ТОСКА ПО БУДУЩЕМУ

ТОСКА ПО БУДУЩЕМУ

Наши отношения с прошлыми веками не однозначны: с одной стороны, мы свысока смотрим на времена карет и парусников, но с другой — грустим по «прекрасным дамам», тоскуем по рыцарям и мушкетерам и испытываем нечто вроде упрека, когда думаем о тех, кого называли «невольниками чести». И нам вовсе нет дела до того, что во времена «плаща и шпаги» убийство становилось делом доблести, — нам важна сама доблесть, нам нет дела, что романтическая литература идеализировала своих героев, нам важен сам идеал, сам герой. Они стали той твердой и вполне конвертируемой валютой, по которой мы, наследники всего опыта и гуманизма прошлых веков, можем оценивать нашу духовную жизнь.

«Рыцари без страха и упрека» приходят к нам в ранней юности с первыми прочитанными книгами как наше личное открытие. И здесь, в столкновении с новыми временами и поколениями, ностальгия по ушедшему и как будто безвозвратно утерянному становится тоской по будущему, болевой точкой души, рождающей мечту о прекрасном, о благородстве и справедливости. У картины «Чучело» свои отношения с прошлым, имеющие для всего содержания огромное значение. В откликах зрителей, в письмах — а письма были и остаются бесценными документами истории человеческого духа, — есть замечательные «автопортреты» юношей наших дней, написанные совершенно непроизвольно, искренне и просто — в потоке размышлений и чувств. Меня не на шутку волнует, что фильм вызвал к жизни именно такие письма: в них все оценивается по критерию духовности — ив этом для меня что-то самое главное из всего, что произошло…

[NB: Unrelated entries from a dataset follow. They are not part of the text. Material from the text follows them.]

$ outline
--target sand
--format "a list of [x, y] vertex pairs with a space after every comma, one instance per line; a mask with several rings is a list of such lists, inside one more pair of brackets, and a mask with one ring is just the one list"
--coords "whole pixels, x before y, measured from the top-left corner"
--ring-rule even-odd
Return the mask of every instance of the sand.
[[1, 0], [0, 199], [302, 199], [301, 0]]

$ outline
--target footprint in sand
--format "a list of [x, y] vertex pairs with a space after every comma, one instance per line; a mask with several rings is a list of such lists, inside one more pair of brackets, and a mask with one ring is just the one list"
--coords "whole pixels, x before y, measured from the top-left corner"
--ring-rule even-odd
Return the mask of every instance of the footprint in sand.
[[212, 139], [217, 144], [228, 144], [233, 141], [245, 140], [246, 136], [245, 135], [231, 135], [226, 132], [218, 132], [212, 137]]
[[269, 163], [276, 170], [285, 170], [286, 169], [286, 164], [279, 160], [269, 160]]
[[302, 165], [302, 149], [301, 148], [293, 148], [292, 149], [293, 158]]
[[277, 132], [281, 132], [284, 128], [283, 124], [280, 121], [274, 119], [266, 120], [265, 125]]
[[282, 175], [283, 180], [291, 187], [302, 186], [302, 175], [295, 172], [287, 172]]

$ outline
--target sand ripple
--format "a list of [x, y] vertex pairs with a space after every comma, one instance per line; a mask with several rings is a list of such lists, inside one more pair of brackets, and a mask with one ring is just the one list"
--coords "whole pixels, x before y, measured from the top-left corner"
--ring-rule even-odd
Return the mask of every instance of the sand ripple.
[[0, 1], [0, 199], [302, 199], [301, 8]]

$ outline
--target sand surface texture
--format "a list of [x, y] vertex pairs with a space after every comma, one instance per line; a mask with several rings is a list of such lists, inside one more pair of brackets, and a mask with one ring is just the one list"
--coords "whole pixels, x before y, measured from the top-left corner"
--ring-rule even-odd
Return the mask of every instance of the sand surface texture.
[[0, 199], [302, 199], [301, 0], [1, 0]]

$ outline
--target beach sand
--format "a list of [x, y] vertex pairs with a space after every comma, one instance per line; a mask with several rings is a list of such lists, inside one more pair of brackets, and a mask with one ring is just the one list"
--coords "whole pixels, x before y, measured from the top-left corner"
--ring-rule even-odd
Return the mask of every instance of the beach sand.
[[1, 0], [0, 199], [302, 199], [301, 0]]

Письмо из Краснодара (отрывок):

«Здравствуй Кристина! Я не знаю твоего домашнего адреса, поэтому пишу на киностудию, чтобы переслали тебе. Сегодня я посмотрел фильм «Чучело», о котором уже много и противоречиво написано в газетах. Я потрясен твоей игрой, великой силой души и величайшим милосердием твоей Лены Бессольцевой. Ты прекрасна. Грация твоих жестов, трепетность прекрасных длинных рук, воздушная легкость твоей походки выдают твою хореографическую подготовку. Ты, наверно, занимаешься балетом? «Некрасивость» твоего лица прекраснее самых совершенных лиц. На нем отражается каждое движение твоей души, каждая мысль. В нем прелесть чистого юного существа и многострадальная терпеливость — милосердие русской женщины. И твой звенящий голос, его ирония, его нежность. Гениальное простодушие не от простоты, а от величайшего самопожертвования и милосердия. О, как милосердна ты и как недосягаемо велика в сравнении с ничтожным, предавшим тебя Сомовым! Я полюбил твою Лену Бессольцеву, образ которой неразделим с тобой, с твоим обликом.

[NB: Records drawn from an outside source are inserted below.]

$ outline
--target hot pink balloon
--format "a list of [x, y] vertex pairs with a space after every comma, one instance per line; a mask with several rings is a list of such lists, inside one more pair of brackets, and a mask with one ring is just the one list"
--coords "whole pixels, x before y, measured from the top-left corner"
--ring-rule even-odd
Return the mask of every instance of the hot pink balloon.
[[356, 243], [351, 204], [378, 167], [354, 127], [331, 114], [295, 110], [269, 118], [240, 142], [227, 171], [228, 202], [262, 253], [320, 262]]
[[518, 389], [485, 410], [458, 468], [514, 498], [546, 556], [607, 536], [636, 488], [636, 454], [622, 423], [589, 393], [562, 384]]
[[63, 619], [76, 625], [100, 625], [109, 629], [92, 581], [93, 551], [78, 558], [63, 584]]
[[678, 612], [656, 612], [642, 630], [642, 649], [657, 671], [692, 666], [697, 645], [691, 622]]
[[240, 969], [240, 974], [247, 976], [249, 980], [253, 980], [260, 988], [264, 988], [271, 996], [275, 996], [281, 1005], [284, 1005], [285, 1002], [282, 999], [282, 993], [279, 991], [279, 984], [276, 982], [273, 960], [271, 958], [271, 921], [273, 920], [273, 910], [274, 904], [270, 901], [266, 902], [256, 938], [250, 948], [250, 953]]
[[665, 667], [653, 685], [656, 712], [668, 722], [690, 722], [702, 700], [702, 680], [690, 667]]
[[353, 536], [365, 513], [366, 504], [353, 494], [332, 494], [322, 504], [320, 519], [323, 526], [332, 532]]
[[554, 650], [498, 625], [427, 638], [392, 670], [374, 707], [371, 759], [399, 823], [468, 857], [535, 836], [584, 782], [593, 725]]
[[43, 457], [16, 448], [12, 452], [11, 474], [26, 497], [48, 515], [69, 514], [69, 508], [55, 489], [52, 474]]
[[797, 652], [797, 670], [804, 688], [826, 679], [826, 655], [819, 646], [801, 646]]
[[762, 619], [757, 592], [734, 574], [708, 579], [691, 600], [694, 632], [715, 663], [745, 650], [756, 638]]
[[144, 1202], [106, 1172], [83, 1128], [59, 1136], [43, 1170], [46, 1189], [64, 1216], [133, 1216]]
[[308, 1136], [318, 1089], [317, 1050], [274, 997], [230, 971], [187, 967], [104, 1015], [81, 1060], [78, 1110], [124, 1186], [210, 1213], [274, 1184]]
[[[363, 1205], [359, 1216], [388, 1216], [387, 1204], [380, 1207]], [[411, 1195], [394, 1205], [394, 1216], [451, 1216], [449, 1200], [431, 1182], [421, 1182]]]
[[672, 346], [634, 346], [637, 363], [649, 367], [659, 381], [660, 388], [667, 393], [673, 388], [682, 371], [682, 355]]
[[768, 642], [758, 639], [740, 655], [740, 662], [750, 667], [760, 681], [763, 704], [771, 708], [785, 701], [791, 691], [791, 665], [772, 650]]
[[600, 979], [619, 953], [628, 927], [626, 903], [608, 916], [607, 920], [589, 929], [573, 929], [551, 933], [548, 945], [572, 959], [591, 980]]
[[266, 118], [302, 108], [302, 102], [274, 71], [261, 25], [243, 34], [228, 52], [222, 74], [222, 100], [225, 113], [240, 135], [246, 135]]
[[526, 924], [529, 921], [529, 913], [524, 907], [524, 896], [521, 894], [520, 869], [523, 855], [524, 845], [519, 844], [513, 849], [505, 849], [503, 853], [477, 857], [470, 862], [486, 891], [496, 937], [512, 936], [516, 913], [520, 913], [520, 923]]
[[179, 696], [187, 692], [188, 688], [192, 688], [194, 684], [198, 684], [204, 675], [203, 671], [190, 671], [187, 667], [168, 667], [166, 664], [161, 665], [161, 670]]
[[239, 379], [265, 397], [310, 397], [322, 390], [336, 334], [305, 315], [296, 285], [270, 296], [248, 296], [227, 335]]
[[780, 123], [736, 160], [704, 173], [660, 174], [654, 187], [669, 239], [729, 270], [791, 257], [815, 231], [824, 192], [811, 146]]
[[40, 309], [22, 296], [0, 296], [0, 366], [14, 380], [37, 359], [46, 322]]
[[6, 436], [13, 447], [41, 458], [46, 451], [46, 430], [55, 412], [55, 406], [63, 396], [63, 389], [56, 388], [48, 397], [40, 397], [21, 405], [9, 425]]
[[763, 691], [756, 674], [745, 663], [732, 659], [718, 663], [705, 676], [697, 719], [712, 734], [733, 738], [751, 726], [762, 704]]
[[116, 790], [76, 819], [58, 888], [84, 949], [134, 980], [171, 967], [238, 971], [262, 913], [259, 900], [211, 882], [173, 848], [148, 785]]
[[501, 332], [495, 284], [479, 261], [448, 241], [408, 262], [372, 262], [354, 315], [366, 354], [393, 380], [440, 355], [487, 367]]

Как ты умеешь смеяться! Даже в смятении, в горе — вдруг серебряный смех. Самая большая и бесспорная удача фильма — ты. Последние кадры: снимают головные уборы юные курсанты, отдавая честь твоему мужеству. Их головы обриты, как и твоя. Ты тоже воин, воин-победитель с обритой, но не склоненной головой.

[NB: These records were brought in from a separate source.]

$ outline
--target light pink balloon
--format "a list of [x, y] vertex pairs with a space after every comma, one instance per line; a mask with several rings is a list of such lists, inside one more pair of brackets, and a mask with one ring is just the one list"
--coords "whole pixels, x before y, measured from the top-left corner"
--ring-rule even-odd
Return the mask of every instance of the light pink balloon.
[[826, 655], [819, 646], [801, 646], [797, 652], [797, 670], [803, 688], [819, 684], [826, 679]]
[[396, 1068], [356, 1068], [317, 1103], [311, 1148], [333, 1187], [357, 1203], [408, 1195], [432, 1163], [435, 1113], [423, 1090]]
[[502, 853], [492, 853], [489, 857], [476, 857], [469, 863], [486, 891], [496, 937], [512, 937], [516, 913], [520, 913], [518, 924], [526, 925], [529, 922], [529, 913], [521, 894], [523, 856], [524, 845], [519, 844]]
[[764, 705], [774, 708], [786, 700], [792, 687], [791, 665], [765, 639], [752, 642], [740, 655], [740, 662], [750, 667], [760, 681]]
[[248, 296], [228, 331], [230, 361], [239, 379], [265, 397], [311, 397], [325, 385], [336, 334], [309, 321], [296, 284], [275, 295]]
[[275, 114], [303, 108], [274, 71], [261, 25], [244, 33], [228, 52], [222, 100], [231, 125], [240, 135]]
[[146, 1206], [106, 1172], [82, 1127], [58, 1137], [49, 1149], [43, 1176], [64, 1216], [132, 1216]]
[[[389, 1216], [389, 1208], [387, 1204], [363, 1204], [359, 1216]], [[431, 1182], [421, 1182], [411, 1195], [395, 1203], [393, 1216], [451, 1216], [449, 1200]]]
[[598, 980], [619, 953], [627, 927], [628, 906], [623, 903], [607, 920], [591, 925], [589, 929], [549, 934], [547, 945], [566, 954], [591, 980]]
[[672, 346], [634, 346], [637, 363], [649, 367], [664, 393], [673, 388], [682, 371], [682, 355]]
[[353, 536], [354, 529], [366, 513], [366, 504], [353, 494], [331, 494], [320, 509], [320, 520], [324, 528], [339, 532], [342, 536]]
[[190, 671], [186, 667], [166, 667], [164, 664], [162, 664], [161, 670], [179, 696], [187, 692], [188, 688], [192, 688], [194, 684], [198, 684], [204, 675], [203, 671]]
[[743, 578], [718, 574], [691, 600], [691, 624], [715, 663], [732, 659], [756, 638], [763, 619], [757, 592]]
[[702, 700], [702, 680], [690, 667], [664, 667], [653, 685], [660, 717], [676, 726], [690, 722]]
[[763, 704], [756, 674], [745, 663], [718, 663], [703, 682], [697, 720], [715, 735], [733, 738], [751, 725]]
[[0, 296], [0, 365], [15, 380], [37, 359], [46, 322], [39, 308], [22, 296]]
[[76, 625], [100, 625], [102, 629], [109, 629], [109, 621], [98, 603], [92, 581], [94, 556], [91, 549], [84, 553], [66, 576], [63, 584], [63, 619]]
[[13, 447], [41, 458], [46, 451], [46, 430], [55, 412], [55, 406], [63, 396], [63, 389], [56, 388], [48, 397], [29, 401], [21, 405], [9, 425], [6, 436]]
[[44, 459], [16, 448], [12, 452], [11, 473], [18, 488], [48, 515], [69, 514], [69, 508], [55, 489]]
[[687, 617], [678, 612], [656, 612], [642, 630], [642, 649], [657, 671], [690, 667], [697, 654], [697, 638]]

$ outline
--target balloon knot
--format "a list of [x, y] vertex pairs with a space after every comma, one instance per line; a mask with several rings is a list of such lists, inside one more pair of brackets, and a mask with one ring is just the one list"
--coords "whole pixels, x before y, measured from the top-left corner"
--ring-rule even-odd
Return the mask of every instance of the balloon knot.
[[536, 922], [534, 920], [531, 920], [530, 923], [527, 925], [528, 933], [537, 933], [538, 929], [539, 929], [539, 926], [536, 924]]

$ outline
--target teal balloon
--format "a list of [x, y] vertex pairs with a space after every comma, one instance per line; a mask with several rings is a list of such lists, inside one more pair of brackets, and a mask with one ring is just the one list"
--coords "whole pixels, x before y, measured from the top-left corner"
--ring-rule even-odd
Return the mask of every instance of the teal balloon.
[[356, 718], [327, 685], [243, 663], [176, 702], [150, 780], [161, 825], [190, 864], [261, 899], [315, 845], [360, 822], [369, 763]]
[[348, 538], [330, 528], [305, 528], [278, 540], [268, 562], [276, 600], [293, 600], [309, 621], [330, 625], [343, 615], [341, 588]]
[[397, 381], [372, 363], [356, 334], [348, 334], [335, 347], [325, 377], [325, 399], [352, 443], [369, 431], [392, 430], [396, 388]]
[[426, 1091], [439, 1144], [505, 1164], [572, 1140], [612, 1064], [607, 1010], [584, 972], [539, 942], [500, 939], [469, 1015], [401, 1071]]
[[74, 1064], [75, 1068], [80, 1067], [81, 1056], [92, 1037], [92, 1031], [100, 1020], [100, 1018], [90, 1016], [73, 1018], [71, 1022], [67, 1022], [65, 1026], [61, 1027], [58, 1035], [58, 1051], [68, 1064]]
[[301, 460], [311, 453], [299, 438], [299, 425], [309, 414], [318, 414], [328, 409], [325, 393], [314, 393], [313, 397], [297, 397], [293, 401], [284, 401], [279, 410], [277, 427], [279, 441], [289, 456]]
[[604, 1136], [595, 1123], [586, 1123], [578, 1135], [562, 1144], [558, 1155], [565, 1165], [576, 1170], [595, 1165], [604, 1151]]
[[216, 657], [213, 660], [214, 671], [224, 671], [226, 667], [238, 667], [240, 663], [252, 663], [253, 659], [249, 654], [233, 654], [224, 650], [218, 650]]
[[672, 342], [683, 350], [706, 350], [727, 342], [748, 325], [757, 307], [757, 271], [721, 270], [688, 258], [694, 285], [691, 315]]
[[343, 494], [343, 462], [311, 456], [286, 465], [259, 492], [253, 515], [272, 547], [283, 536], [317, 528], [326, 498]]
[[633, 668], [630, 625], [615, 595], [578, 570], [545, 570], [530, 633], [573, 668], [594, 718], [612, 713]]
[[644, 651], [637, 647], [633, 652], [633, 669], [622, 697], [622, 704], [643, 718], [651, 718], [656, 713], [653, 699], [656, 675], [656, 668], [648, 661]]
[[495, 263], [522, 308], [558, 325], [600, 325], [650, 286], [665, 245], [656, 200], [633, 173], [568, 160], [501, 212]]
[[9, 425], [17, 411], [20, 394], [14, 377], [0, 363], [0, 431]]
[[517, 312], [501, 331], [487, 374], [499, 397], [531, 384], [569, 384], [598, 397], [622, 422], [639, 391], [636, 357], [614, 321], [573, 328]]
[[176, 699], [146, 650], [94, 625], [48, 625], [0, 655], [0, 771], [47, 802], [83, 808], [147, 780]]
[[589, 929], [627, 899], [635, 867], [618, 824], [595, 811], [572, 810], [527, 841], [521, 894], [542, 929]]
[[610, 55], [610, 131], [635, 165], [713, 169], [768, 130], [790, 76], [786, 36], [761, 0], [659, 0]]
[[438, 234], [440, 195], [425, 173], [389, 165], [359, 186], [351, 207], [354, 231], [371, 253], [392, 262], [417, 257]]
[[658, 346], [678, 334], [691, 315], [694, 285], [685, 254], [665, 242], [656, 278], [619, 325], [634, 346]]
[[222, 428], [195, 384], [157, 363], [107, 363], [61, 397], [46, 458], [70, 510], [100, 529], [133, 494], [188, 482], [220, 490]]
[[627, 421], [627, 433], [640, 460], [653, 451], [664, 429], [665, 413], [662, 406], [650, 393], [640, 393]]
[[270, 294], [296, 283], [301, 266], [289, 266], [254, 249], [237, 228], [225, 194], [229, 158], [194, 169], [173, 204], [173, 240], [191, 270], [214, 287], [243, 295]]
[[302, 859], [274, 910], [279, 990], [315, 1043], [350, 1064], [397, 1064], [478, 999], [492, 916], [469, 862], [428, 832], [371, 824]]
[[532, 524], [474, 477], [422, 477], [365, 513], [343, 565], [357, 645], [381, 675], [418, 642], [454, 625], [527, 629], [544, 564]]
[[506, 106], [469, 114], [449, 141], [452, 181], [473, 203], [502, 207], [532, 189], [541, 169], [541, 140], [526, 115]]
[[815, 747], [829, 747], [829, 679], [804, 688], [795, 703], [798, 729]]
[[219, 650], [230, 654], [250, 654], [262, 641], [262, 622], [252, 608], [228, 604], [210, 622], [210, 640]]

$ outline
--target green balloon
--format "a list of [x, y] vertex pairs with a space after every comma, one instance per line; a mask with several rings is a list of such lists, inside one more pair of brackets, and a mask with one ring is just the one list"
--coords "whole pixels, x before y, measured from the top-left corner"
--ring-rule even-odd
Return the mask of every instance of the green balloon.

Фильм не жесток. Я знаю — так не бывает, так могло быть, но не должно повториться! Фильм заставит многих задуматься над своим отношением к жизни, к себе, к друзьям и врагам. Пылает чучело, но не сгорает в огне твоя великая душа. Добро торжествует. Жестокость страшна в мире, ибо она порождает жестокость. Но жестокость не ожесточает твою Лену. Она не сломилась. Лишь захотела стать еще безобразнее для тех, кто ее считает такой, и обрилась наголо. Но от этого становится прекрасней, одухотворенней…»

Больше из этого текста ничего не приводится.